E-commerce in Practice: Real Scenarios
To understand what it means to build an e-commerce platform
with an engineering approach, it's worth examining some
scenarios I regularly encounter.
A company selling artisanal products built its online store
with a €79 commercial WooCommerce theme. The theme includes
a homepage slider with animations, a mega-menu with effects,
an AJAX-loading filter system, and a dozen plugins for
accessory features (wishlist, product comparison, multiple
image zoom). The result is a site that weighs over 5MB per
page and takes 5-6 seconds to load on mobile. The company
invests in Google Shopping, but the campaigns' Quality Score
is penalized by the site's slowness, the cost per click
rises, and the cart abandonment rate exceeds 75%.

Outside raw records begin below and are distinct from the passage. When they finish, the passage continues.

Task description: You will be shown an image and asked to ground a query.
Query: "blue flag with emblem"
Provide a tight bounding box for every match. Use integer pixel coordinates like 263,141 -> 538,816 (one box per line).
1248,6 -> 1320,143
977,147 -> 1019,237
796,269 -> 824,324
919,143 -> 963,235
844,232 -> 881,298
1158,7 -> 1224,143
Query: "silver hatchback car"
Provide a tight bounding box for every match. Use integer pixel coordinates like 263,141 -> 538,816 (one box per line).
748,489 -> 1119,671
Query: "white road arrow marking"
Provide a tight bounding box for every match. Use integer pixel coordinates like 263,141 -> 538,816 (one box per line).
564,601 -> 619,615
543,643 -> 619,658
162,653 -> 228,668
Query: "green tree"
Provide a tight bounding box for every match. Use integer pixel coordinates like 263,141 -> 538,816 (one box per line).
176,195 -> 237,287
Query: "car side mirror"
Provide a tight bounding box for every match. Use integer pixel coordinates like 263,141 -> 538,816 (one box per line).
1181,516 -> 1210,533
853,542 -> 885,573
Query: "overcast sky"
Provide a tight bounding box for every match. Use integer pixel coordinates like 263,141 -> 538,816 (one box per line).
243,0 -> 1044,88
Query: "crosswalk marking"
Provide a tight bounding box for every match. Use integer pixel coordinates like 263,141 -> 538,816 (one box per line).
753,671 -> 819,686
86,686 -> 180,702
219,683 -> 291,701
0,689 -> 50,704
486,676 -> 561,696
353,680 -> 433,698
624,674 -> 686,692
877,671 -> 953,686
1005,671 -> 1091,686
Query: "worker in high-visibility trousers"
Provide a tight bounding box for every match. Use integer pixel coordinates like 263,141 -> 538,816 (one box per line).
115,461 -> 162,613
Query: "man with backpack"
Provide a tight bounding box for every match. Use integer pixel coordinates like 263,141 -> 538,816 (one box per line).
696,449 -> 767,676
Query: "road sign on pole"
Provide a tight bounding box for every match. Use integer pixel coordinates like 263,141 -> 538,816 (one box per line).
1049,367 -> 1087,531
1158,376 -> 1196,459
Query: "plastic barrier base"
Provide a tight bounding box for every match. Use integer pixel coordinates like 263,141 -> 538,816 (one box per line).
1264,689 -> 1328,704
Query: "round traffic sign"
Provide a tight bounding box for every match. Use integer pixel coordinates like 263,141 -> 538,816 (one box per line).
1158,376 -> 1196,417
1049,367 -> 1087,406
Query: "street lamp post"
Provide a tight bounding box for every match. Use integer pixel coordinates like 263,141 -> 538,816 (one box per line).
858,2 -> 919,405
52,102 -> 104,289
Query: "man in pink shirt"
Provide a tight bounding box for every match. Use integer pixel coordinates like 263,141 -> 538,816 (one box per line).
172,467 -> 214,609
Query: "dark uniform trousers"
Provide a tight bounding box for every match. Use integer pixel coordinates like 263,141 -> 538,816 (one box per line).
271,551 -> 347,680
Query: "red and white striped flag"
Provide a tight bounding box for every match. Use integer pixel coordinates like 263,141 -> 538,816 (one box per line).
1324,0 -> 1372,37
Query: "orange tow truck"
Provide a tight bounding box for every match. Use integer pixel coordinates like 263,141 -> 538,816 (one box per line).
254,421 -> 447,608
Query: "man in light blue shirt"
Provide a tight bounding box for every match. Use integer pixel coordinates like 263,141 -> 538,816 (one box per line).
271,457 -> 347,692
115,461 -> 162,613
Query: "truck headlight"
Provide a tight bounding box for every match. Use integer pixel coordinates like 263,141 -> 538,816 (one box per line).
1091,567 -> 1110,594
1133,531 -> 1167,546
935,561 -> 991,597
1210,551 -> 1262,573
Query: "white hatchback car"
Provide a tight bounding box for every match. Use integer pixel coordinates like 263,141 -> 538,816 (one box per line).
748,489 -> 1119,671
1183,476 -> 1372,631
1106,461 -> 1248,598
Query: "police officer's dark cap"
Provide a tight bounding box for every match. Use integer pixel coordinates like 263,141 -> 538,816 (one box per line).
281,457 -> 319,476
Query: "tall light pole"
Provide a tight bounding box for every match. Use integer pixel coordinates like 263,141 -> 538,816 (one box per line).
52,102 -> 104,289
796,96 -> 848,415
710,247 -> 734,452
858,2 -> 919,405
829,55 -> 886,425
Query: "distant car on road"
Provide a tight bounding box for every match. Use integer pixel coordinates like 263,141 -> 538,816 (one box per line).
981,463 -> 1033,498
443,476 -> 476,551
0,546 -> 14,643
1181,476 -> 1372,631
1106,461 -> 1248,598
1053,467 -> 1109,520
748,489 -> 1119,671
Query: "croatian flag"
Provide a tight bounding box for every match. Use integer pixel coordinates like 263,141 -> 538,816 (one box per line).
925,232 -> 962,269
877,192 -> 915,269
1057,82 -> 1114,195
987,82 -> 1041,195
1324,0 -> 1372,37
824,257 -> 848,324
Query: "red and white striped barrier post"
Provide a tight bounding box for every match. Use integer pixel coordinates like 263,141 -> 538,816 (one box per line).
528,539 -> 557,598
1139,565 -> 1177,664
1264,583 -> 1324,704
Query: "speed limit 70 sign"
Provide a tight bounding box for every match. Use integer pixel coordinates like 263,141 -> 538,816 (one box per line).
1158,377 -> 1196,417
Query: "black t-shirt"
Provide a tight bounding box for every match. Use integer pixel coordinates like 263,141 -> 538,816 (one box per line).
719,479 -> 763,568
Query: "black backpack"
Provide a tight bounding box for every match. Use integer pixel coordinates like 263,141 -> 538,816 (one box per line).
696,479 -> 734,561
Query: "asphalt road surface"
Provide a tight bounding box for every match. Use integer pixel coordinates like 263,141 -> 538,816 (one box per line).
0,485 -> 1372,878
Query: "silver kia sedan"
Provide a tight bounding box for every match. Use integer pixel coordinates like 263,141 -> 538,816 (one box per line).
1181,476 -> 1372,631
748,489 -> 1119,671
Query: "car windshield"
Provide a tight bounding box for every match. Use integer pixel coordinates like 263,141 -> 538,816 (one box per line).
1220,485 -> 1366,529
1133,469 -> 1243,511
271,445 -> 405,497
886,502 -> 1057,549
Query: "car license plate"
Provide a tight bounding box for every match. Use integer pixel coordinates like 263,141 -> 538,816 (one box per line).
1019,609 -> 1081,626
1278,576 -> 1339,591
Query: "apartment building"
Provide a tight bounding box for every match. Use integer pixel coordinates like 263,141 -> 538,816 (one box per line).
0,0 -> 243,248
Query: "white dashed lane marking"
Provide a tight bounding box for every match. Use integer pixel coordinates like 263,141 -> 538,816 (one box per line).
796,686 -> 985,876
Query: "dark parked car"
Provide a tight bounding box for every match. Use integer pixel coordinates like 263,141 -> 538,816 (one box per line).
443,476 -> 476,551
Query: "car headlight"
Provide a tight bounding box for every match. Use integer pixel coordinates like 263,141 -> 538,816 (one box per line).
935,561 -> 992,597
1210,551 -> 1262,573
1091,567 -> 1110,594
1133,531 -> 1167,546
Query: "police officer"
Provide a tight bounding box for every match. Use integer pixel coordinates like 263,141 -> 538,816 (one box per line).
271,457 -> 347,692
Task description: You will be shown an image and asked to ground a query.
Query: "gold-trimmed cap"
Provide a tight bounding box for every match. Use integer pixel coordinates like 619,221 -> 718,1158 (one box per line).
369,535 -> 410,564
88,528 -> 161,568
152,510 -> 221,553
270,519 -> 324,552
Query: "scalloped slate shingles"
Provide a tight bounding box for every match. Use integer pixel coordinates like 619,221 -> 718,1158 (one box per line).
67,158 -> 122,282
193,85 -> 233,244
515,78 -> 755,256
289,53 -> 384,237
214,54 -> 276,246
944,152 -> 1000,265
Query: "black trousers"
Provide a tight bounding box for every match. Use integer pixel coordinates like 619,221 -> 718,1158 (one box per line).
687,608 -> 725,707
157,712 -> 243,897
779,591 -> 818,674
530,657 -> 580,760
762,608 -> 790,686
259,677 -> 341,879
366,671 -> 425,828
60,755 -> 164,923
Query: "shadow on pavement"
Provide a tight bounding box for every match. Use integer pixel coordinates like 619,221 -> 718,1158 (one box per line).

My intervention starts from the root: I replace the theme
with a custom-developed one, eliminating every non-essential
component. Product images are served in WebP format with
lazy loading, critical CSS is inlined, JavaScript is loaded
only where necessary. The slider is replaced with a static
section that communicates the same message in half the time.
The result is a Largest Contentful Paint under 2 seconds, a
fluid mobile experience, and a campaign Quality Score that
immediately improves. But the work doesn't end here: I
redesign the checkout reducing the steps from four to two,
add guest checkout (many users abandon when asked to
register), and implement an automated abandoned cart
recovery email sequence that starts 30 minutes after
abandonment. The combined impact — a faster site, a more
fluid checkout, automatic recovery — can generate a
significant increase in the conversion rate.
Another frequent scenario involves the disconnection between
e-commerce and ERP. A company with a 300-product catalog
manages WooCommerce orders manually: an operator checks the
panel multiple times a day, transcribes orders into the ERP,
checks inventory, issues the invoice, and updates the order
status on the site. This process takes about 2 hours a day
and inevitably introduces errors — a product sold but out of
stock in the warehouse generates a negative customer
experience that no marketing campaign can compensate for.
The integration I implement connects WooCommerce to the ERP
via REST APIs or webhooks. When an order is placed on the
site, the data is sent to the ERP in real-time: the record
is created, inventory is decremented, the invoice is
automatically generated and sent to the customer. If a
product drops below the minimum threshold, the site
automatically marks it as "limited availability" or hides it
from the catalog. The operator no longer transcribes
anything — they supervise an automated process, intervening
only on exceptions. The time saved is reinvested in customer
service and growth strategy.
For companies selling services or digital products, SureCart
opens different scenarios. Consider a professional offering
consulting at three complexity levels, with the possibility
of purchasing single sessions or 5- and 10-meeting packages.
With WooCommerce, this setup requires plugins for variable
products, for bundle packages, for appointment management,
and for recurring payments — four plugins that must
communicate with each other and weigh down the site. With
SureCart, the same configuration is managed natively:
products with variants, bump offers at checkout to suggest
the 10-session package, recurring payment for monthly
subscriptions, and calendar integration for automatic
booking. All with practically zero impact on site
performance, because SureCart manages the transactional
logic on a separate infrastructure.
E-commerce SEO deserves a dedicated deep dive. A common
mistake is treating product pages as simple "pages" and
applying traditional SEO techniques. In reality, optimizing
an online catalog has its own rules. Every product variant
(size, color, material) can generate a separate URL that
Google indexes as duplicate content, diluting the main
page's authority. Navigation filters create exponential
combinations of parametric URLs that consume Crawl Budget
without adding value. Catalog pagination pages fragment
category authority. My approach systematically manages every
aspect: canonical tags on variants, noindex on non-strategic
filters, optimized pagination, and categories structured as
real content pages with original text, not just simple
product grids. The result is a catalog that Google can
understand and effectively rank for transactional keywords —
the ones that bring users ready to buy.